Shergill was seven kilos behind his rival, Haroon Siraj, after snatches. His opening clean and jerk of 130 was answered with a 135 from Siraj. Shergill then raised his second attempt to bring Siraj out first. A successful 140 from Siraj left Shergill needing 148 – an eighteen-kilo jump – to move above his opponent. Surely he would admit defeat at this point.
Those who have seen Jaswant in competition know that he is probably the bravest lifter in Britain, with a reputation for throwing himself under weights that almost anyone else would give up on. So, it was not entirely a surprise when the change went in and his second attempt would be 148 – an increase of over 20% of his body weight and well above his previous best. No one really expected him to get it though, except perhaps himself and his coach Josh.
Haroon Siraj and his coaches apparently did not expect him to succeed. Rather than selecting a modest jump for this third attempt to increase the challenge for Shergill, he took a large increase of his own – nine kilos to 150 – presumably aiming for a personal best.
So, Jaswant Shergill walked out to the platform for his second clean and jerk to attempt eighteen kilos more than his opener. The clean was far from comfortable – one knee almost buckling and a huge effort required to stand up. However, he got set for the jerk, threw the bar overhead and somehow managed to stabilise himself underneath it. His arms wobbled a little in the lockout but it was good enough for the three referees and the jury – he got white lights, the lift and first place in the standings.
Haroon Siraj’s team quickly dropped his final attempt to 149 – the minimum allowed under the rising bar rule – but was unable to complete the jerk. Shergill’s epic jump from 130 to 148 had won him the title.
Josh James, Jaswant’s coach told me: “It was truly remarkable to see an athlete be so determined and focused at the task at hand. It takes a certain character and mindset to back yourself under pressure and ultimately bring the gold medal back home. Jaswant is a fantastic athlete with a lot more potential to be unlocked. Exciting times are ahead for his lifting career and performance”.
I would agree with Josh based on this performance!

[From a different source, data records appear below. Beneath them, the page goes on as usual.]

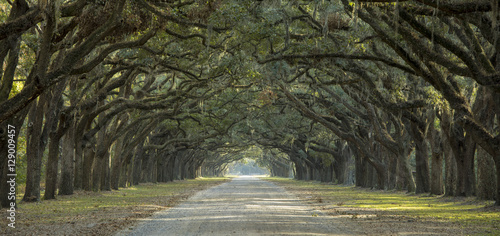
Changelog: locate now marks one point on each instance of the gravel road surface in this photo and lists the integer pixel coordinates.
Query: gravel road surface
(244, 206)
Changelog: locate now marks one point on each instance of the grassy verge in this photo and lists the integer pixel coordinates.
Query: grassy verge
(467, 214)
(102, 213)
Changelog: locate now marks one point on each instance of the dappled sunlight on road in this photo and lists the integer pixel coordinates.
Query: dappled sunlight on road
(245, 206)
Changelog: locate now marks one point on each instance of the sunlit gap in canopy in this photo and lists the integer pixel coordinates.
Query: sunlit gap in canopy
(249, 163)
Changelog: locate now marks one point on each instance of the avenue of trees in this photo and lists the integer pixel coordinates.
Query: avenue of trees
(386, 94)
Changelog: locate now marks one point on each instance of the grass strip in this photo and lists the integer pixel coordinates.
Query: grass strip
(473, 216)
(102, 213)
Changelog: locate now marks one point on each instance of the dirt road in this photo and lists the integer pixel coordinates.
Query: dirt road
(244, 206)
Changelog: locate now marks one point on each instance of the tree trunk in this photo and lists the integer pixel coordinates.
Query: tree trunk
(88, 165)
(34, 150)
(67, 163)
(487, 181)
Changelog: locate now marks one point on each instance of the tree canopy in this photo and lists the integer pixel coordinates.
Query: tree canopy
(391, 94)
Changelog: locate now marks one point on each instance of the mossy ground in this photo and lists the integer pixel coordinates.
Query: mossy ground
(470, 215)
(101, 213)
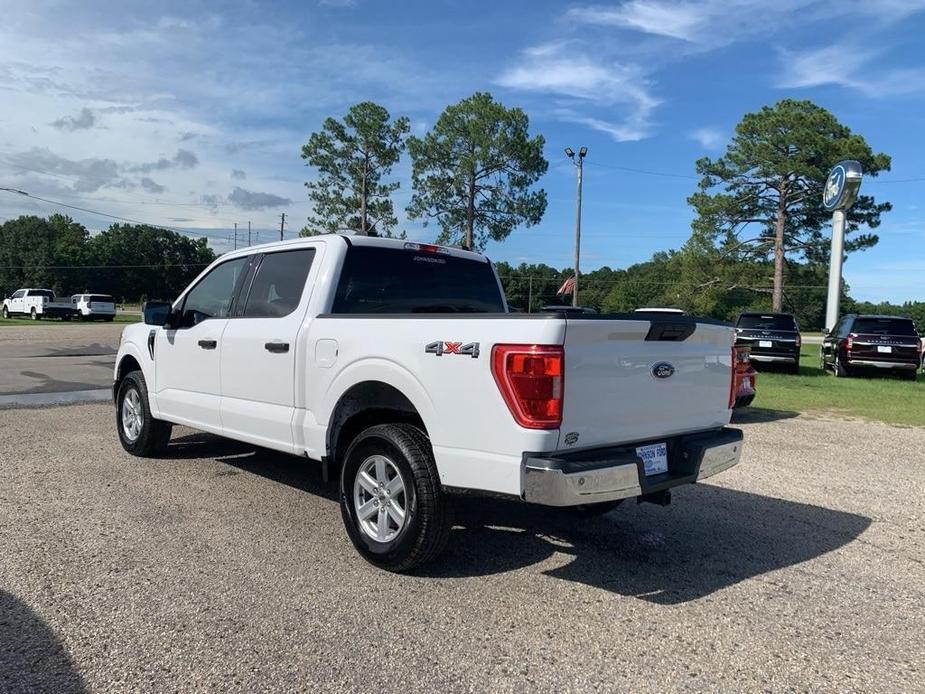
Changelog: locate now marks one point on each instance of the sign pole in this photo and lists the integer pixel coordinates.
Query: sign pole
(836, 256)
(839, 194)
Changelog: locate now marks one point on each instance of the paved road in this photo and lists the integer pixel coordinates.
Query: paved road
(57, 358)
(225, 568)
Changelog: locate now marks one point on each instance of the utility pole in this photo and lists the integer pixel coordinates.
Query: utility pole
(579, 165)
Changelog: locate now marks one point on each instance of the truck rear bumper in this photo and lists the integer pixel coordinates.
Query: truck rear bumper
(774, 358)
(572, 478)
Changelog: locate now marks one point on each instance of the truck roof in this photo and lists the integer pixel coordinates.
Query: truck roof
(357, 240)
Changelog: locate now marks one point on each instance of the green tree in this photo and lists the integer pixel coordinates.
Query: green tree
(474, 171)
(352, 157)
(145, 262)
(529, 287)
(772, 176)
(39, 252)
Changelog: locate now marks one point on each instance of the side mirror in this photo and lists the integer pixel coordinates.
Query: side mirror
(156, 312)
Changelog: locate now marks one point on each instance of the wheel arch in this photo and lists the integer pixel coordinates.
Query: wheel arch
(361, 406)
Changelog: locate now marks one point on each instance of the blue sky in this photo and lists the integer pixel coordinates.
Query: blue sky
(192, 114)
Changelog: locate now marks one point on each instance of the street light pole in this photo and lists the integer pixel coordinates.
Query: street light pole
(579, 165)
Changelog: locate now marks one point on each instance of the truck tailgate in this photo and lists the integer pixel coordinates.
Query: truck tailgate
(634, 378)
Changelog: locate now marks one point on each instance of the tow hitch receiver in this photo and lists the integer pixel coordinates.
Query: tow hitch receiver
(662, 498)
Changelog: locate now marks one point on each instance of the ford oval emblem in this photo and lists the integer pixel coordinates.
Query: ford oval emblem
(663, 370)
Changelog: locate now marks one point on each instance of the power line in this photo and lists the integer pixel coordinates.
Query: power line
(642, 171)
(100, 267)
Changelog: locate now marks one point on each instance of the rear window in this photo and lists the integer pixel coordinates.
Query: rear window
(767, 322)
(884, 326)
(392, 280)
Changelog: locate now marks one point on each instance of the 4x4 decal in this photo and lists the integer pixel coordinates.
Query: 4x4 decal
(470, 349)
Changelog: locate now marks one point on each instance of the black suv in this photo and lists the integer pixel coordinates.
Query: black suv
(773, 338)
(872, 342)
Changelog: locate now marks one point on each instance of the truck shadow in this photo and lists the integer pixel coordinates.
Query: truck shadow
(760, 415)
(710, 538)
(32, 658)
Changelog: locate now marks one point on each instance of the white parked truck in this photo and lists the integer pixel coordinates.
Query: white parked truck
(398, 367)
(37, 303)
(93, 306)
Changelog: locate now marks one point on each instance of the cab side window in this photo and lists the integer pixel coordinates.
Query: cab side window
(277, 287)
(212, 296)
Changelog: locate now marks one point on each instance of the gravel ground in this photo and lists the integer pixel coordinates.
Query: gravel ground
(56, 358)
(226, 568)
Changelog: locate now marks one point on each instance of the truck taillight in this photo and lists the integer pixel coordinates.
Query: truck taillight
(531, 381)
(741, 365)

You can see all of Shergill’s lifts on instagram:
The whole session is available to watch (there are only three lifters so it’s quick!) on British Weight Lifting’s facebook:
It’s worth a watch for the commentary from the Sinclair Debate podcast team and Stu Martin, BWL Performance Manager.
Ramsey Kechacha of the Sinclair debate has coined the term “Jaswanting” to refer to someone attempting something that by all rights should be physically impossible but managing to do it anyway.
If anyone knows of a more outrageous jump in competition, get in the comments below and let me know – I would love to hear the story and see the lift!
Since posting this article I have spoken to Jaswant and he told me this isn’t even the biggest jump he has taken. When I asked what his biggest ever was, he said “You wouldn’t believe me!” before then revealing that in training he once did a clean and jerk session that went bar–70–100–140. He says he likes to set himself challenges in training to build mental toughness. That approach certainly paid off for him at this competition!